Q: In reviewing the conference agreement, the numbers don’t seem to add. Is the increase really $269 million?

A:  To be precise, the number is $268.6 million, which the committee appropriately rounded up to $269 million. Any seeming discrepancies can be accounted as follows: new monies are $271.4 million minus $2.8 million in proposed savings. That gives the net used in the bill summary and the Explanatory Statement.

Q: Which FDA programs received increases in the FY 19 conference final bill?

A:  For the medical products increases, appropriators specified: $47 million to combat the Opioid Epidemic, $38.5 million to Promote Domestic Manufacturing; $12 million for a New Domestic Drug Industry; $6 million for MedTech Manufacturing; $50.7 million for New Medical Data Enterprise; $25 million for the Growth and Transformation of Digital Health; $43.3 million for New Platform for Drug Development, including a $5 million increase to fully fund FDA’s Oncology Center for Excellence; $25.1 million for Modernizing Generic Drug Development and Review; and $10 million for Investment and Innovation for Rare Diseases. A brief description of each of the Administration’s initiatives — all of which received some money — is here, along with the initial House and Senate positions.

For the increases in food safety activities, appropriators specified: $2 million for FSMA Cooperative Agreements, $2.8 million for Food Import safety, $5 million to address Food Safety Outbreaks; $500,000 to test Antibiotic Resistance in Imported Seafood, $2 million for Standard of Identity and Product labeling; and $1.5 million increase for consumer education and outreach regarding biotechnology.

Q: What did we miss while concentrating on the shutdown and the Continuing Resolution?

A: The best story that didn’t get told: FDA had a significant amount of success in 2018. A lot was accomplished, and a number of year-end goals achieved (e.g., FDA approved 59 novel, first-in-class medicines, a record). Also, the Administration proposed a $400 million increase in agency funding, the most (by far) in many years. In turn, this received a positive response from Congress and has resulted in a $269 million increase in FY 19. FDA can be proud that policymakers across the political spectrum support the agency’s vital mission.

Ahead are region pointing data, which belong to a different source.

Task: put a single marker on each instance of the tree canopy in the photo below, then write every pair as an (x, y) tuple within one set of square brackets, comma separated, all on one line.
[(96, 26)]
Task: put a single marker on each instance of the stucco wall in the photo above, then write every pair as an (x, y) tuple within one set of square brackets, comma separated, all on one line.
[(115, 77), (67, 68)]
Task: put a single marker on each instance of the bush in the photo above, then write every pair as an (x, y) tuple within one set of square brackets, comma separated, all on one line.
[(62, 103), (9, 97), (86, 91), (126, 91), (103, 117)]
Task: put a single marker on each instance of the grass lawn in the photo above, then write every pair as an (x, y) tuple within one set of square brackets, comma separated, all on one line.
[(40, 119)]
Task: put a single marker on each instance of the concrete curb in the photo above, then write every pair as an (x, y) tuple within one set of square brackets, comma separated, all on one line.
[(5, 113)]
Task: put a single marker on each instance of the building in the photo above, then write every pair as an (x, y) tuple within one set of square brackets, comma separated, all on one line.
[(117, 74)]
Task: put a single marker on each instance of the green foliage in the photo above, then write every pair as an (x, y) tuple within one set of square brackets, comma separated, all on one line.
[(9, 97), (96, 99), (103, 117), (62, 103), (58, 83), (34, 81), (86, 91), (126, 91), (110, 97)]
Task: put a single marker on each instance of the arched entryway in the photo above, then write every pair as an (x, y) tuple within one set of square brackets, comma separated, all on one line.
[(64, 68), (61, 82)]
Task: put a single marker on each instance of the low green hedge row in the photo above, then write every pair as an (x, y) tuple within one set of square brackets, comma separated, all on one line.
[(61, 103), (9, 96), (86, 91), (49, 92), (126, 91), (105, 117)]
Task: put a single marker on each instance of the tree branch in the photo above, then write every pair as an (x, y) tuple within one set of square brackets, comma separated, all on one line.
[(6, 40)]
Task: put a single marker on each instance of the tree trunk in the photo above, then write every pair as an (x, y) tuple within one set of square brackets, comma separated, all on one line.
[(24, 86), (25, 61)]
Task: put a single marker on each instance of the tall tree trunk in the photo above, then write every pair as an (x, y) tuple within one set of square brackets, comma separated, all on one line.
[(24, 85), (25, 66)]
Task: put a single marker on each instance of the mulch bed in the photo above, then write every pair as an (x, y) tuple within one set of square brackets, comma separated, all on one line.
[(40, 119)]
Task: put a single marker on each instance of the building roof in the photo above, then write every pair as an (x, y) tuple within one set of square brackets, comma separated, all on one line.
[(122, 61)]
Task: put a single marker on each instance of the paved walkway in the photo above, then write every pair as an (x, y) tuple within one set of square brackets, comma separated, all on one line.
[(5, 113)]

Q: Now that we are past the shutdown and the agency is funded for the FY 19 cycle, what are the prospects for a smooth FY 20?

A: Despite our year-round efforts to support FDA and the increasing bipartisan Congressional support for the agency, the fate of FDA is often affected by unrelated budget and appropriations issue. The recent shutdown is the obvious example. So far, we know of two possible controversies this year. First, the Budget Control Act of 2011 — intended to constrain discretionary federal spending into the 2020s — has been temporarily adjusted several times. Notably, FY 18 and FY 19 had higher ceiling caps than in law, but  FY 20 and FY 21 are not covered by any such arrangement. Based on FY 19 spending levels, meeting the FY 20 caps would require Congress to spend $71 billion less on defense programs and $54 billion less on non-defense programs, a situation that Congress will not be able to accept. Secondly, on March 2, the debt limit will be reinstated from its temporary suspension. As in the past, we would expect the Secretary of the Treasury to implement “extraordinary measures” to avoid defaulting on the federal government’s obligations. That would kick the fight out until mid-summer or early Fall, when it could upset negotiations over FY 20 funding.